9. Wipe down the clean workspace area and used micropipettes with 10% bleach, then 70% ethanol and turn on UV light for one hour, if available.
10. Remove laboratory coat and discard gloves.
11. Put on a fresh pair of gloves and carefully transport the plate to the dirty room or hood.
12. According to the DNA template worksheet, add 2 μL of DNA to the appropriate well. Change gloves frequently between samples.
13. Cap columns of wells as you go.

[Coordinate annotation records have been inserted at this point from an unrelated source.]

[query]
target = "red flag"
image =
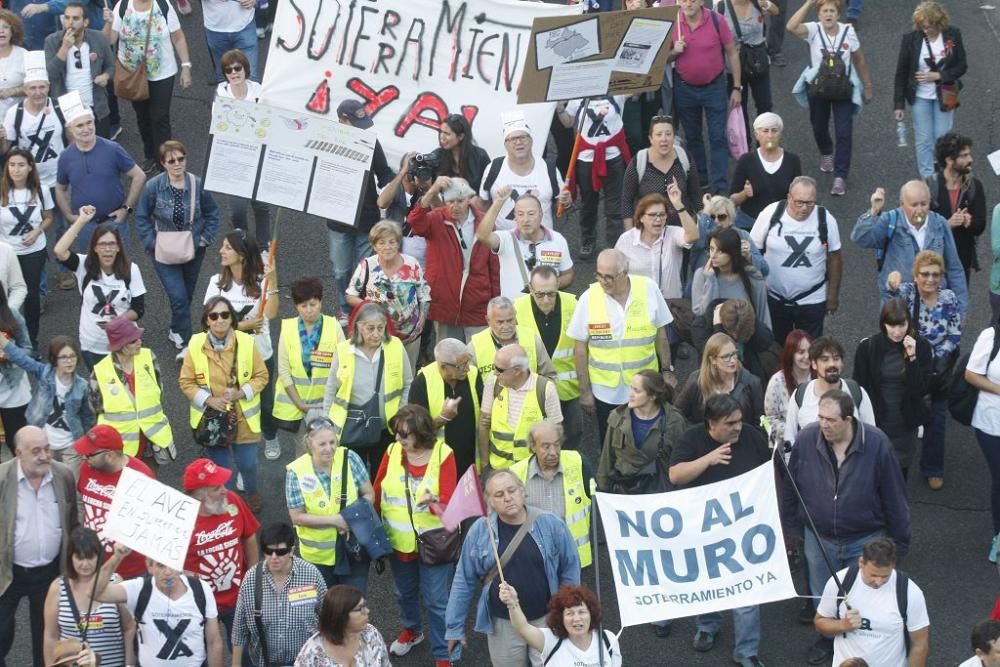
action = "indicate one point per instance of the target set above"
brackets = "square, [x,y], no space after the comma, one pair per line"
[467,501]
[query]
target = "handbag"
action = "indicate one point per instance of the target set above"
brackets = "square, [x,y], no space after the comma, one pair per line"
[177,246]
[218,429]
[363,426]
[437,546]
[133,85]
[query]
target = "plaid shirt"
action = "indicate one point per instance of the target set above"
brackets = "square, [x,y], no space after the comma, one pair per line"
[293,492]
[289,616]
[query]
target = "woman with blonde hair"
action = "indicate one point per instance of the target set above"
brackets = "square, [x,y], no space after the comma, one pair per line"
[721,373]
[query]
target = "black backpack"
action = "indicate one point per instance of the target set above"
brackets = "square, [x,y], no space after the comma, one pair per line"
[833,80]
[902,597]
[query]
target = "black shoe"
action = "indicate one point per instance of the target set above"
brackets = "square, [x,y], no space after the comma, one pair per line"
[820,652]
[704,641]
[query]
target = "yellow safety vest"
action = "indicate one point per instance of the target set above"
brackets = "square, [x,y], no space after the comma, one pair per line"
[392,380]
[575,498]
[567,383]
[395,513]
[310,387]
[509,444]
[611,360]
[486,349]
[129,413]
[319,545]
[244,371]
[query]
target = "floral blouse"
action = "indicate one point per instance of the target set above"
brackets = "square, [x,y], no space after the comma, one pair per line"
[940,325]
[406,295]
[371,653]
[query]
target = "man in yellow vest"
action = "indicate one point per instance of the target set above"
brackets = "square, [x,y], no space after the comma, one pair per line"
[557,480]
[503,330]
[548,311]
[514,400]
[447,388]
[620,328]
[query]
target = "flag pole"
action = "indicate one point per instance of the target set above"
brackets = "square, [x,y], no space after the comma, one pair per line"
[595,558]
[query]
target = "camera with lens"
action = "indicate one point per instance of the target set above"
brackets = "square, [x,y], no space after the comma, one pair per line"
[423,167]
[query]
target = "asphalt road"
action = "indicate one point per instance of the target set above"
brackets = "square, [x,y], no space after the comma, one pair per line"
[951,527]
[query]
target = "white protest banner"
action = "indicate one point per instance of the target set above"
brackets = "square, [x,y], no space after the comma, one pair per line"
[709,548]
[151,518]
[412,63]
[288,158]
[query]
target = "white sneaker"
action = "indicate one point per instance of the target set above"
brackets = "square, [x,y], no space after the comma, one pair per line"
[272,449]
[176,339]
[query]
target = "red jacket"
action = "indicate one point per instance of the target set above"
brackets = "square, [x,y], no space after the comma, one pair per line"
[451,302]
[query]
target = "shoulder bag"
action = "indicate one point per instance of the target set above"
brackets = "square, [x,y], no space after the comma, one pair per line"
[133,85]
[437,546]
[177,246]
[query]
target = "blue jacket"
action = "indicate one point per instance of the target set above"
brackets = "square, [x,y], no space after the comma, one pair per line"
[562,566]
[155,209]
[867,494]
[78,414]
[872,232]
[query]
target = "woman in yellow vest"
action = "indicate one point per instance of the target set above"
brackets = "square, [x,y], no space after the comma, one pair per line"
[314,485]
[305,352]
[223,370]
[414,483]
[369,379]
[127,393]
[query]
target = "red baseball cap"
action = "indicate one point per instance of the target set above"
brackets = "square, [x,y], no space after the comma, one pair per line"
[98,439]
[204,472]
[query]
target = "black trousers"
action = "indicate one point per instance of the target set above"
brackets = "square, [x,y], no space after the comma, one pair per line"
[32,583]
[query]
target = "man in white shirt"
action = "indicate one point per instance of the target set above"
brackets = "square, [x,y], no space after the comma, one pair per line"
[801,243]
[868,623]
[985,645]
[620,327]
[826,355]
[526,247]
[523,173]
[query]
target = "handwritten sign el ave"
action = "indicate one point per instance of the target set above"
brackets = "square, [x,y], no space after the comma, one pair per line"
[151,518]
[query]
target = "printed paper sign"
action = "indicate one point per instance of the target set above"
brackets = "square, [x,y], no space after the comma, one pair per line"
[151,518]
[699,550]
[412,64]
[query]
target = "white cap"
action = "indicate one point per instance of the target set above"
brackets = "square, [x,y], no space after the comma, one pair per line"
[513,121]
[34,67]
[73,107]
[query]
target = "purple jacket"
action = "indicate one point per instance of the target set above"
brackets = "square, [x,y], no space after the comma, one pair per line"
[865,495]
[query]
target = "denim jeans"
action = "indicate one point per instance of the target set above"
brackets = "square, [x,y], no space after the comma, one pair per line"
[691,103]
[240,458]
[179,281]
[841,554]
[245,40]
[746,629]
[346,250]
[932,448]
[842,111]
[414,583]
[929,123]
[784,318]
[357,578]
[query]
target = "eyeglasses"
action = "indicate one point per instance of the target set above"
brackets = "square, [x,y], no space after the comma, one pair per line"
[276,551]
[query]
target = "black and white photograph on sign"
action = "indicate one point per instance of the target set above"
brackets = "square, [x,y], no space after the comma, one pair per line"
[567,44]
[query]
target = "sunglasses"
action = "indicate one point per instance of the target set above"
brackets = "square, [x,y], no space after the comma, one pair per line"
[275,551]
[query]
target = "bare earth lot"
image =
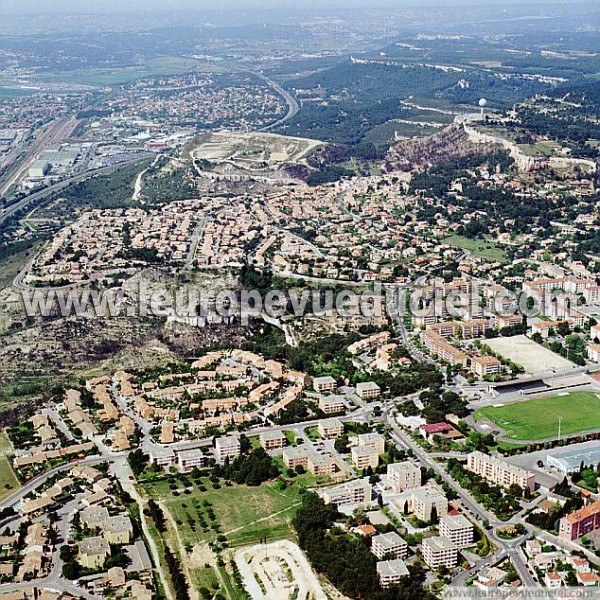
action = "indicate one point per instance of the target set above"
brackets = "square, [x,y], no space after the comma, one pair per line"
[533,357]
[278,570]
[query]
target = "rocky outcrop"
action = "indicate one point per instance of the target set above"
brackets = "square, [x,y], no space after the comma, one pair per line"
[449,145]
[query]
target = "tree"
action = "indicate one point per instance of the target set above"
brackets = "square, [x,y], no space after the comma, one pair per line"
[138,461]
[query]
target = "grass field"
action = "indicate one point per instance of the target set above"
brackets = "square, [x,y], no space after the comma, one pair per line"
[9,93]
[8,479]
[538,419]
[244,514]
[481,248]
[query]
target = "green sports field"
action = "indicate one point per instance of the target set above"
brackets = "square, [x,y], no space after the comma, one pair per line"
[538,419]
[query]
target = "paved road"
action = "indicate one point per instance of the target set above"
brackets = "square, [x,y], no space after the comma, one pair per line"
[52,132]
[478,513]
[57,187]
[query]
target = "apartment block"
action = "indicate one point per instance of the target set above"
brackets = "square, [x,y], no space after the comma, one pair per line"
[330,429]
[324,384]
[332,404]
[404,476]
[349,493]
[294,456]
[438,345]
[439,550]
[421,502]
[273,440]
[162,457]
[391,572]
[458,529]
[364,457]
[500,472]
[373,440]
[486,365]
[580,522]
[190,459]
[368,390]
[227,447]
[389,544]
[464,329]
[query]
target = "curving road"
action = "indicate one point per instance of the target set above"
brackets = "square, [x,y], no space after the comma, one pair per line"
[57,187]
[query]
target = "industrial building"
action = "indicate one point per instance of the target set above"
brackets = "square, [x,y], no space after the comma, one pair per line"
[569,460]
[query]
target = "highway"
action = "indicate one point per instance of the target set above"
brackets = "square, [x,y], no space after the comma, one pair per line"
[477,512]
[57,187]
[49,134]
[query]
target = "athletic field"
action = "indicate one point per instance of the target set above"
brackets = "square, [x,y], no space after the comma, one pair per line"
[538,419]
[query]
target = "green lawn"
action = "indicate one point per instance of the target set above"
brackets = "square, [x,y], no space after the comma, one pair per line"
[538,419]
[481,248]
[8,480]
[243,514]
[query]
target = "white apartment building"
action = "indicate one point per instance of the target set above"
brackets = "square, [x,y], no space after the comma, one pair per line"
[351,492]
[332,404]
[273,440]
[324,384]
[227,447]
[364,457]
[391,572]
[458,529]
[439,550]
[162,457]
[404,476]
[389,544]
[368,390]
[330,428]
[189,459]
[500,472]
[372,440]
[421,502]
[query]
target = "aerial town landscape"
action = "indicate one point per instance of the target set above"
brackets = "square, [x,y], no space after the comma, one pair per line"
[299,304]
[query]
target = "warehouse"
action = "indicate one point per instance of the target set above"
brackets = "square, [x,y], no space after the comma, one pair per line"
[569,461]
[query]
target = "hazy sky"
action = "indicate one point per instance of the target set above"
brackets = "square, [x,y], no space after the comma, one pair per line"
[85,6]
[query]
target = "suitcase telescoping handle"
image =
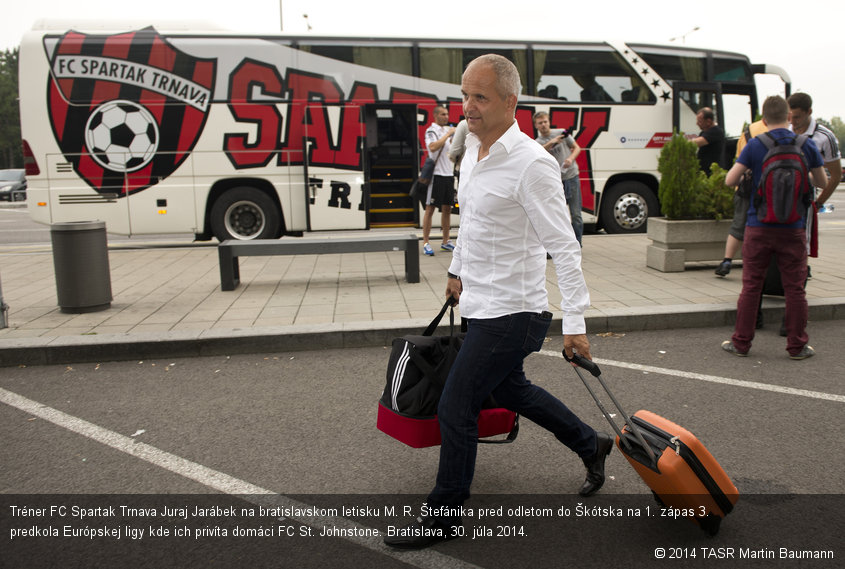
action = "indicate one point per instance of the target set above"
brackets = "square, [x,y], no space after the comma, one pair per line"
[580,361]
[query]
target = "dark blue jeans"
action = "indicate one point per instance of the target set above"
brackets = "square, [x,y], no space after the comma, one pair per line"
[572,193]
[490,362]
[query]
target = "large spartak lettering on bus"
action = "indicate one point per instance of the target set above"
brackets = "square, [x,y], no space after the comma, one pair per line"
[128,109]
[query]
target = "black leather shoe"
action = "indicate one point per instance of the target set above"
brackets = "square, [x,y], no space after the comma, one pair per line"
[595,465]
[421,533]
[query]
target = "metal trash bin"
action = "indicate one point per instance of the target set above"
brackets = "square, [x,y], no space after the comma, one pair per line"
[81,263]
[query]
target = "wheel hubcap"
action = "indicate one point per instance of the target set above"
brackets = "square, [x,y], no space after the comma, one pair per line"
[630,211]
[244,220]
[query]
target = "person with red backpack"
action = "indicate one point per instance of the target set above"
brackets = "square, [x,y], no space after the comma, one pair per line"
[782,193]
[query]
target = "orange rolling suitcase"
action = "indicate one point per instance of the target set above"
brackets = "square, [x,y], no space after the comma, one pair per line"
[678,468]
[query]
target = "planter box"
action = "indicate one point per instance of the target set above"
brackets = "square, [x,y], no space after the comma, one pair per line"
[677,242]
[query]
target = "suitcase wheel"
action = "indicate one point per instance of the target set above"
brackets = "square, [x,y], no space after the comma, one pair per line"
[710,524]
[657,499]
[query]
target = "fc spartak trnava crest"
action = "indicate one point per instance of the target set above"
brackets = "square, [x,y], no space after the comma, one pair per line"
[126,109]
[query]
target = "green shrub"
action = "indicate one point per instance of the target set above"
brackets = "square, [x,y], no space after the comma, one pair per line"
[685,192]
[718,203]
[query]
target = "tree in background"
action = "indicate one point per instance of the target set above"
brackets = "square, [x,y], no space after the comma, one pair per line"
[11,155]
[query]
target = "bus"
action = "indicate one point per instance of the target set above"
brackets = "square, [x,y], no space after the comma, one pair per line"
[166,129]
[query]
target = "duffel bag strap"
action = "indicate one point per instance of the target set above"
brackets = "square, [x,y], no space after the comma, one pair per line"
[450,302]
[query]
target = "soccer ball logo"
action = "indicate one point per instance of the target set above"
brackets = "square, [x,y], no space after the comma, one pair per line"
[121,136]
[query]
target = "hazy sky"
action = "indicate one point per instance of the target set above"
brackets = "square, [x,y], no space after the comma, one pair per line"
[809,44]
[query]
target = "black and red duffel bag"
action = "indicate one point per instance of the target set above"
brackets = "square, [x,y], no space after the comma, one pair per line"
[416,374]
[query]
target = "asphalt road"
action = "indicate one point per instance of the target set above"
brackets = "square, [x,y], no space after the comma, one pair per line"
[299,428]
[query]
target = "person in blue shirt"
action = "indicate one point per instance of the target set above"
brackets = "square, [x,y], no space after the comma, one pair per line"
[762,240]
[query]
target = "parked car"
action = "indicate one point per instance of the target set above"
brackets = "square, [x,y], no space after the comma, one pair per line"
[12,185]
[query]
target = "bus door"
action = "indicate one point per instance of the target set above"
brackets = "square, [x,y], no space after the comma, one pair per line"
[327,174]
[70,198]
[691,97]
[391,164]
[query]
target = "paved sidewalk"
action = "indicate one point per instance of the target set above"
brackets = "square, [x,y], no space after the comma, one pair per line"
[168,302]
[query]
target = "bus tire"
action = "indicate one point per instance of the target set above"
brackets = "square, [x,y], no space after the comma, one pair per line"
[626,206]
[245,213]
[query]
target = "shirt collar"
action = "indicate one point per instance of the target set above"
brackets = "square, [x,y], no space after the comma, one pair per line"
[508,140]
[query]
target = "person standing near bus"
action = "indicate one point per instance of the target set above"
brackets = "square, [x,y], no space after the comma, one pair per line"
[565,150]
[710,141]
[513,211]
[801,117]
[742,196]
[762,240]
[441,190]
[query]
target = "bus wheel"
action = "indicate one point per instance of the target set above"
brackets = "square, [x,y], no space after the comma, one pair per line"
[626,206]
[245,213]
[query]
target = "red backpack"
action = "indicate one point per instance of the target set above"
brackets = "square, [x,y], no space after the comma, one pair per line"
[784,193]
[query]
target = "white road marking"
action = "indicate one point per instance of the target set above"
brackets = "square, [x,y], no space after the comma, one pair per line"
[714,379]
[222,482]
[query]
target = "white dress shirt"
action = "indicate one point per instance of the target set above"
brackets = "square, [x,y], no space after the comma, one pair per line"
[512,213]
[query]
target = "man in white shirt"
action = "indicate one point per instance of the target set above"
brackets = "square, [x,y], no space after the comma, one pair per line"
[441,190]
[512,212]
[801,117]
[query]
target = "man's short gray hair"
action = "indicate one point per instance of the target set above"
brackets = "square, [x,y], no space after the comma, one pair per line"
[507,75]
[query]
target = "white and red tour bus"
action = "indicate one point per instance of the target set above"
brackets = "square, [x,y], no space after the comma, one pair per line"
[161,130]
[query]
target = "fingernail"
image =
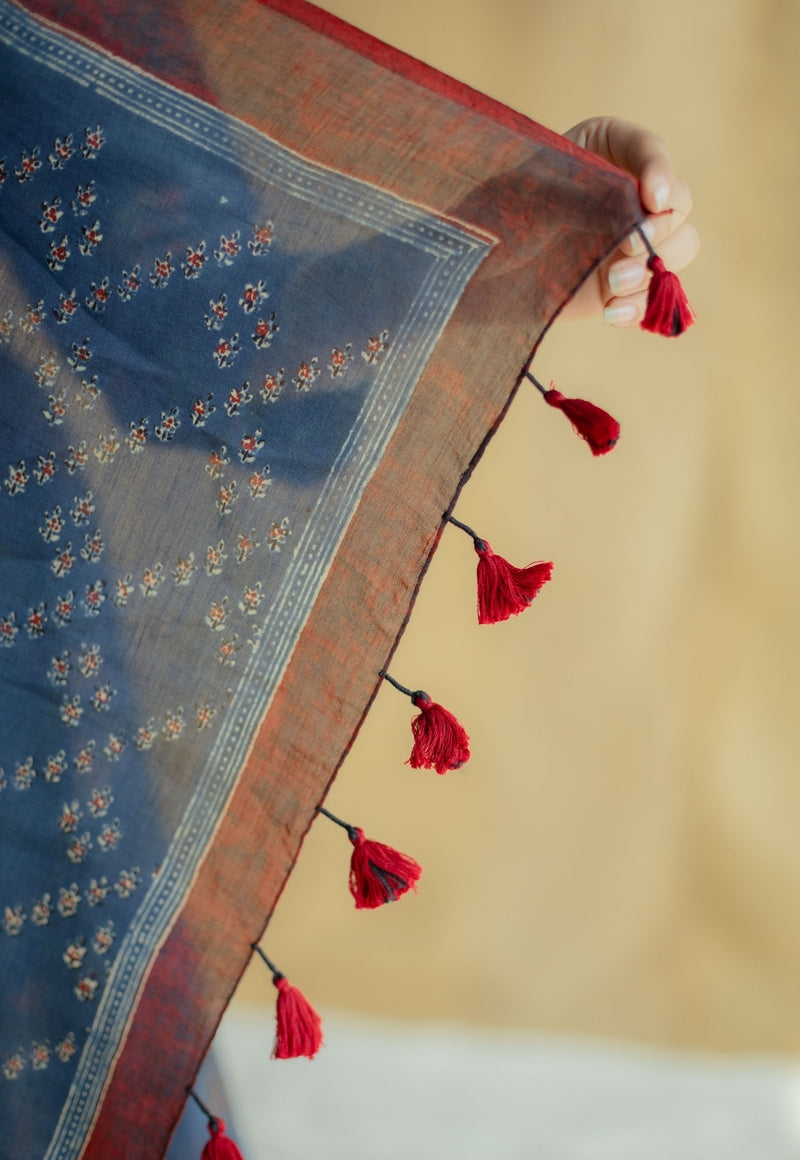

May use a roller tool to secure caps tightly.
14. Wipe down the workspace with 10% bleach, then 70% ethanol and turn on the UV light for one hour, if available.
15. Remove the laboratory coat and discard gloves.
16. Observe the bottom of the plate to ensure there are not any bubbles at the bottom of the wells. If there are, gently flick the well to allow the bubble to rise to the top.
17. If possible, spin the plate at 500 x g for a few seconds to bring down any droplets and to mix.
18. Observe the wells from the bottom of the plate once again to ensure there are not any bubbles at the bottom of the wells that could potentially give a false negative.
19. Transport the plate directly to and place it in the PCR machine.
Operating the PCR Instrument
1. Once in the PCR application, click “create a new document”.
2. Change the run mode to “standard”. Click “next”
3. Select the appropriate target for the appropriate wells according to the DNA template worksheet.
4. Change the reference dye to “none”. Click “Finish”
5. Once the system initializes, label each well with the appropriate name or sample number.
6. Click on the instrument tab to set the cycle parameters.
7. The cycle parameters set for the primers and probes given in the table are:
1 cycle of 50 °C for 2 minutes
1 cycle of 95 °C for 10 minutes
50 cycles of 95 °C for 15 seconds + 60 °C for 1 minute
8. Turn off the machine lamp when the assay is complete.